The graph in the image shows a piecewise function, and the task is to determine its domain and range. Let's go step by step:

1. Domain:

The domain represents all the possible x-values for which the function is defined.

• The graph starts at $x = -5$ and ends at $x = 4$, with a closed dot at $x = -5$ and an open dot at $x = 4$.
• This means the function is defined from $x = -5$ to $x = 4$, but it does not include $x = 4$ due to the open dot.

So, in interval notation, the domain is: $\boxed{[-5, 4)}$

2. Range:

The range represents all the possible y-values of the function.

• The function's minimum y-value is $y = -2$ (with a closed dot at this point), and the maximum y-value is $y = 3$ (with an arrow going upwards, indicating the function extends beyond this point).
• Therefore, the function covers all y-values from $-2$ to infinity.

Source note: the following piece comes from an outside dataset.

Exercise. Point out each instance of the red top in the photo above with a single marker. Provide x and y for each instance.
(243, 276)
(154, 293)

So, in interval notation, the range is: $\boxed{[-2, \infty)}$

Would you like more details or have any questions about this solution?

Related Questions:

1. How do you find the range of a function when the graph goes to infinity?
2. How do you interpret open and closed dots on a graph in terms of domain?
3. How does the behavior of the function at the ends affect the range?
4. What is the difference between the domain and range of a function?
5. How would the domain change if the graph had a break or gap in the middle?

Tip:

To determine the domain, always look for the smallest and largest x-values on the graph, and whether the endpoints are included (closed) or not (open).